The filing also echoed Geiger's recommendation for exemptions to the reporting rule. The SEC addressed that concern in the new rules, which state a disclosure may be delayed if the U.S. Attorney General determines it would "pose a substantial risk to national security or public safety."

While infosec experts agree it's going to take time and practical experience to see how effective the allowances will be, the vagueness may again cause concern. Budd highlighted how there are general but not specific guidelines on how petitions for these allowances will be considered. On the other hand, Yoran said the allowance delay rule aligns with other public reporting and disclosure timelines of a material nature.
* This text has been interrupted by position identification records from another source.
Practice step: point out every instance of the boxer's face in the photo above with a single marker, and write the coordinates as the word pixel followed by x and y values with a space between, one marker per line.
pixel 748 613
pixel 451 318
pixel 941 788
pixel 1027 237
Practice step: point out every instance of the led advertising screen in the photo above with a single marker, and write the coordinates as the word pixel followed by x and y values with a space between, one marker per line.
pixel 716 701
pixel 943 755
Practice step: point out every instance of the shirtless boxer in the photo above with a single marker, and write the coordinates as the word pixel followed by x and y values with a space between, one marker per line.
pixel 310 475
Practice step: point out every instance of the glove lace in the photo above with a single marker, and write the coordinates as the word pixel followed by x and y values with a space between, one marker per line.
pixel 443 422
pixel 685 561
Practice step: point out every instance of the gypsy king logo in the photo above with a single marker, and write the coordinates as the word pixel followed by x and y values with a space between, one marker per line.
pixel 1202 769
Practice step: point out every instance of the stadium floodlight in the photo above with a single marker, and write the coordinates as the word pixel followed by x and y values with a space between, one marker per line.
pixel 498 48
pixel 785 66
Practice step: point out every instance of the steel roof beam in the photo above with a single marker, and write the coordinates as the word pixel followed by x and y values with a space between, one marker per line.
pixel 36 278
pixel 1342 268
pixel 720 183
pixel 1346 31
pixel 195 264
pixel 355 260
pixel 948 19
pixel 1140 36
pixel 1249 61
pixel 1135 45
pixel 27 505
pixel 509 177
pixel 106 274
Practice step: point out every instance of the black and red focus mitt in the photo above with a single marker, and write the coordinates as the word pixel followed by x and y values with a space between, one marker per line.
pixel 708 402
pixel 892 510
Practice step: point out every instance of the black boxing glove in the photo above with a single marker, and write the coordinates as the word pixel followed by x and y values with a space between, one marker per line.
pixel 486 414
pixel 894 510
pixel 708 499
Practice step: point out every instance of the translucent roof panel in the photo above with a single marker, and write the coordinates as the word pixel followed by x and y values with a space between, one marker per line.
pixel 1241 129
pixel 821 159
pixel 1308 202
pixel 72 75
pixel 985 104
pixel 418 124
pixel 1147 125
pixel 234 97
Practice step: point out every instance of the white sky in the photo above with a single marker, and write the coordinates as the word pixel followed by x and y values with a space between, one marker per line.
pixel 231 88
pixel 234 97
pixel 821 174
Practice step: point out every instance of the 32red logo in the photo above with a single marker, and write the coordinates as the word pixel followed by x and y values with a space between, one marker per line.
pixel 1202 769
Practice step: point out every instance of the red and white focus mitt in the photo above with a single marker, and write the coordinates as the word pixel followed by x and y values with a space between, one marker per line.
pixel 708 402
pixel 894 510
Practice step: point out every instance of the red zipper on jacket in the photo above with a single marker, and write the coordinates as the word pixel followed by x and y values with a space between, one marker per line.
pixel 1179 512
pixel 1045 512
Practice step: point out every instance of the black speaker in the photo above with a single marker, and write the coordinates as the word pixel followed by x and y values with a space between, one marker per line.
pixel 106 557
Still, Yoran acknowledged an industry-wide concern that a four-day reporting rule may put a victim organization at a disadvantage if it's not had enough time to gather all the facts. He highlighted one cyber incident -- the SolarWinds supply chain attacks -- where he did not believe it impeded the victim organization.

"Consider that Mandiant didn't have all the facts when they sounded the alarm about the SolarWinds breach, but they disclosed what they could. And it ended up creating transparency for the entire industry and likely helped lots of customers avoid disaster," Yoran said.

Another potential problem Wisniewski addressed is how far the reporting rule may extend. For example, will companies be required to report to cyber insurance carriers as well? Depending on its risk register, some boards will require reporting to insurance carriers promptly. Additionally, she said that some cyber insurance policies require the insured to report directly to the carrier when the incident reaches a certain risk level.

In the end, Wisniewski said the SEC reporting rules give regulators in general an opportunity to engage organizations in the field and explain what their thinking is about the requirements and cybersecurity in general. "I think it's much more effective if there is almost a partnership mindset as opposed to a policing mindset," she said.